Apple Asks U.S. Supreme Court to Overturn Guilty Verdict in E-Books Antitrust Case
Apple is asking the United States Supreme Court to overturn the 2013 U.S. Appellate Court ruling that found the company guilty of conspiring with publishers to inflate the prices of e-books, reports Reuters.
Apple's petition comes following the loss of a June appeal where the U.S. Court of Appeals for the Second Circuit upheld the guilty verdict and maintained Apple violated antitrust laws and colluded with five publishers - HarperCollins, Simon and Schuster, Hachette Book Group, Macmillan, and Penguin - to fix e-book prices and unreasonably restrain trade.
Apple in its petition said the June decision by the 2nd U.S. Circuit Court of Appeals in New York contradicted Supreme Court precedent and would "chill innovation and risktaking."
"The Second Circuit's decision will harm competition and the national economy," Apple wrote.
Should the U.S. Supreme Court uphold the lower court's verdict, Apple will be forced to pay $450 million as part of a settlement with class action lawyers and state district attorneys, with $400 million of that amount earmarked for consumers.
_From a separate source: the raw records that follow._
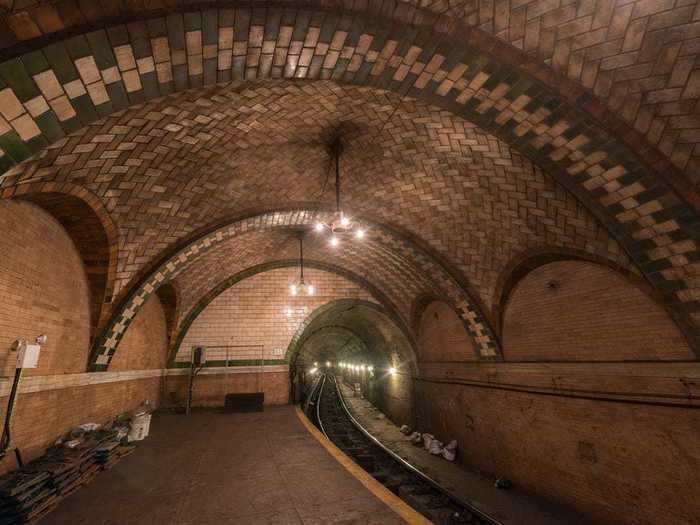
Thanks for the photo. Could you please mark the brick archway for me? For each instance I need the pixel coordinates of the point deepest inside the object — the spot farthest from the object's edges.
(195, 311)
(386, 240)
(91, 229)
(628, 186)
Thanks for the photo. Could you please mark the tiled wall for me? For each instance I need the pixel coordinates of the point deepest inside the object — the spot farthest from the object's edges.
(580, 311)
(592, 418)
(43, 290)
(259, 316)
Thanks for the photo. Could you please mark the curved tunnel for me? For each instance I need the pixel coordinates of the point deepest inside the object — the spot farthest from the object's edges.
(524, 176)
(362, 335)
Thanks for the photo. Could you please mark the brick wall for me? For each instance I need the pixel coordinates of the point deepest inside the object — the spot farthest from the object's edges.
(442, 337)
(210, 390)
(145, 344)
(42, 417)
(43, 290)
(615, 440)
(617, 462)
(571, 310)
(259, 311)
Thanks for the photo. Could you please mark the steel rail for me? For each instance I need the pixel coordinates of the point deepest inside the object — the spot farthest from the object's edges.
(471, 508)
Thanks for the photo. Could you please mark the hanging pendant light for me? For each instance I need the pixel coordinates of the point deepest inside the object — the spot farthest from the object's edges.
(340, 224)
(301, 287)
Apple reached the settlement in June of 2014 to avoid a lengthy damages trial, but the payout hinged on the outcome of the company's appeal.
Though Apple was found guilty, the company has maintained its innocence throughout the dispute. In its appeal, Apple said its efforts "kick-started competition" to deliver "higher output, lower price levels, and accelerated innovation."